According to him, the referees’ society is proud to have in its ranks an up-and-coming referee in the likes of Rohan Fernando who had the honour of officiating in the Cup Championship final of the Borneo Sevens. Fernando has been presented with an opportunity to attend a two-weeks training workshop for referees in London.
During this school rugby season, we saw enough incidents where the referees were at the receiving end of exasperated spectators. At some venues referees have been abused using filth. At the time of writing, Jamaldeen warned that there might be occasions in the future where the referees’ society boycotts the matches of certain host teams where there has been a pattern of unruly spectator behaviour, targeting the referees and assistant referees (touch judges).
He queried why spectators don’t target players when they make mistakes. “Like players, the referees also make mistakes. After all, referees are also human beings,” stressed Jamaldeen.
He also blamed the win any cost attitude adopted by certain school coaches. Some schools that host matches hire the services of private security firms. Some schools obtain the service of the Police riot squad to do duty at matches. “All this makes the environment very unnatural and gives the wrong message to children watching rugby matches,” he said.

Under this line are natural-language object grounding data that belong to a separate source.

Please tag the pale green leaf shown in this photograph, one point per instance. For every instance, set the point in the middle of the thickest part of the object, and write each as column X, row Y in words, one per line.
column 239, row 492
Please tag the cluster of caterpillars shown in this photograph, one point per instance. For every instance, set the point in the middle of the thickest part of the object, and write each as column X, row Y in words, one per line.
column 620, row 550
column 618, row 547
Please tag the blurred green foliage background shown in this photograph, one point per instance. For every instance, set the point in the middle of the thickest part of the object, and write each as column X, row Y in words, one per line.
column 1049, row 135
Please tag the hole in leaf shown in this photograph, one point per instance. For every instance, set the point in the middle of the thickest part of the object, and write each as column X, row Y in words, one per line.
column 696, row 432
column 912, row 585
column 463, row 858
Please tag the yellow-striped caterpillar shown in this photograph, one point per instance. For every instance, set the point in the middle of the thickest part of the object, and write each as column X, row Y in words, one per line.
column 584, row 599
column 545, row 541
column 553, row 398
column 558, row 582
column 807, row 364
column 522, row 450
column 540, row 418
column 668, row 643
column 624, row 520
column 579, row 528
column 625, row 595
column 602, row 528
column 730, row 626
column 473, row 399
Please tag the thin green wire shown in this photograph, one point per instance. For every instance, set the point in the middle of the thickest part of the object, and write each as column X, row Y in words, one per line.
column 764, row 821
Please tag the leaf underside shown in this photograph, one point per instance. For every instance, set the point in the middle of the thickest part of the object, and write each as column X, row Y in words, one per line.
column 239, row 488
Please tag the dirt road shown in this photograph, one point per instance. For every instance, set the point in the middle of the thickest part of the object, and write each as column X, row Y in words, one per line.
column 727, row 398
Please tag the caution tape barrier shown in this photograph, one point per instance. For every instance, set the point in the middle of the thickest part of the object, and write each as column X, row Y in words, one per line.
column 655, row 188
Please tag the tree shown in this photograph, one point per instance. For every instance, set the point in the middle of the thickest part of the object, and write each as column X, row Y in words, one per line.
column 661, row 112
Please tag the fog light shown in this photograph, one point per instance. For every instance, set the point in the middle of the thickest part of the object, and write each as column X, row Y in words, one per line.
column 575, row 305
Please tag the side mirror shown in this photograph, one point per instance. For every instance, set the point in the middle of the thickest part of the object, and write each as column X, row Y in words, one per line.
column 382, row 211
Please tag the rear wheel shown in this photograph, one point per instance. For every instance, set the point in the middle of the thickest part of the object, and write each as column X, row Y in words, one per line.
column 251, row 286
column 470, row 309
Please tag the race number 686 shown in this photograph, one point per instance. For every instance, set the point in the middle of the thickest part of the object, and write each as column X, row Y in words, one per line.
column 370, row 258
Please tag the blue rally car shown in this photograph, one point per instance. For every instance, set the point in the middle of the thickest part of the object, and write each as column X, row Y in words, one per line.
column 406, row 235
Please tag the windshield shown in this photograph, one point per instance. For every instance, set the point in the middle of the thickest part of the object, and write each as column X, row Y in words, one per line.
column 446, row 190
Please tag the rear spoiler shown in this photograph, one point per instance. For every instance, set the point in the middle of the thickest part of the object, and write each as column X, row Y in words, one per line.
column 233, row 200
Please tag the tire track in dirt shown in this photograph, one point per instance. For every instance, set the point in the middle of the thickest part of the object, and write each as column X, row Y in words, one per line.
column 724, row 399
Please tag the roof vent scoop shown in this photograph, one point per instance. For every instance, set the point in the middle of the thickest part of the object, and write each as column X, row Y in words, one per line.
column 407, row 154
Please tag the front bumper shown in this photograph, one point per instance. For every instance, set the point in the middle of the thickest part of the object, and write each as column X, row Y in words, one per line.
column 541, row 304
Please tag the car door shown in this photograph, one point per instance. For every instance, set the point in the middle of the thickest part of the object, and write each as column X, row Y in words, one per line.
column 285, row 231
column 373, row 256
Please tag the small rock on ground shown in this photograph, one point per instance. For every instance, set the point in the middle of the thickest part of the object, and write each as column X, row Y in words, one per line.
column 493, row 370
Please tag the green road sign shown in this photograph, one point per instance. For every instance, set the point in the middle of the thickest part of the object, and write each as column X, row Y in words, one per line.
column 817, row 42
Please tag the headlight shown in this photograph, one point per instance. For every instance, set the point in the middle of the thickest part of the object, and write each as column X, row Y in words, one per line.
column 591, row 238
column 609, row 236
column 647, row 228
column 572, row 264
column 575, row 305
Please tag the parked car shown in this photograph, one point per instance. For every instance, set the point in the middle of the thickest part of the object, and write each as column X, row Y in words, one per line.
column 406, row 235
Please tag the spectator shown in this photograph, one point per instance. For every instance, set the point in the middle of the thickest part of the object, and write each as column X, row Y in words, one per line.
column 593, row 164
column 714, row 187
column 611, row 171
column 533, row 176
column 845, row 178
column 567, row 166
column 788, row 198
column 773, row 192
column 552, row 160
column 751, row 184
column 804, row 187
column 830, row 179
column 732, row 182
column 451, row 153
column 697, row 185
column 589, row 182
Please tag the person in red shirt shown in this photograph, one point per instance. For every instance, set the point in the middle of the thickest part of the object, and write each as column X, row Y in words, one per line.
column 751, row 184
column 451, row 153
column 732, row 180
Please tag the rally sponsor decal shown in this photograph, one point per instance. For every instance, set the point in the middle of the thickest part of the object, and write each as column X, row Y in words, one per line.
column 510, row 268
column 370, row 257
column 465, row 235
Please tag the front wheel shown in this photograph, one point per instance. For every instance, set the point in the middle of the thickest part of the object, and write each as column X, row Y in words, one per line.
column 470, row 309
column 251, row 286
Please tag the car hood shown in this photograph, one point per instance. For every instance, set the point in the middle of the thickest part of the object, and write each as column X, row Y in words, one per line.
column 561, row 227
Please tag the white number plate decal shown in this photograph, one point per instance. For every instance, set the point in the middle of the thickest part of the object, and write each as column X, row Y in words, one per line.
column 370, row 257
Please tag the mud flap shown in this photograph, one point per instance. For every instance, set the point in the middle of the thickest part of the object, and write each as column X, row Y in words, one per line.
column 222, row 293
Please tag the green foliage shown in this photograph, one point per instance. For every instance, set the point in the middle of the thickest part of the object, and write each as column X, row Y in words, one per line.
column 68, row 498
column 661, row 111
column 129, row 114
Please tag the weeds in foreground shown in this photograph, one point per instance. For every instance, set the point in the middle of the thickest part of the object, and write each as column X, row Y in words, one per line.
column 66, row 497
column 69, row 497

Jamaldeen said that the SRFRSL is on the hunt for schoolboys who can function as cadet referees. At present there are about 3-4 schoolboys who have joined the referees’ society. “When one considers the fact that as many as 600 matches are played every week, there is certainly a dearth of referees. We have written to the SLRFU, the Sri Lanka Schools Rugby Football Association, rugby playing schools and clubs to send players to be tried out as referees,” he said.
He said that most of the recruits to the SRFRSL generally have a high level of tolerance. However referees are also cautioned and trained to hone this skill, which is essential to be a successful referee.
Jamaldeen wishes to see rugby return to the times when referees were held in high esteem and were loved by the players and spectators. He recalled the times when the referee was approached by players and spectators after a game and showered with appreciation. There was a lot of warmth in the spirit of rugby back then and the referee was looked upon as a school teacher in charge of a classroom!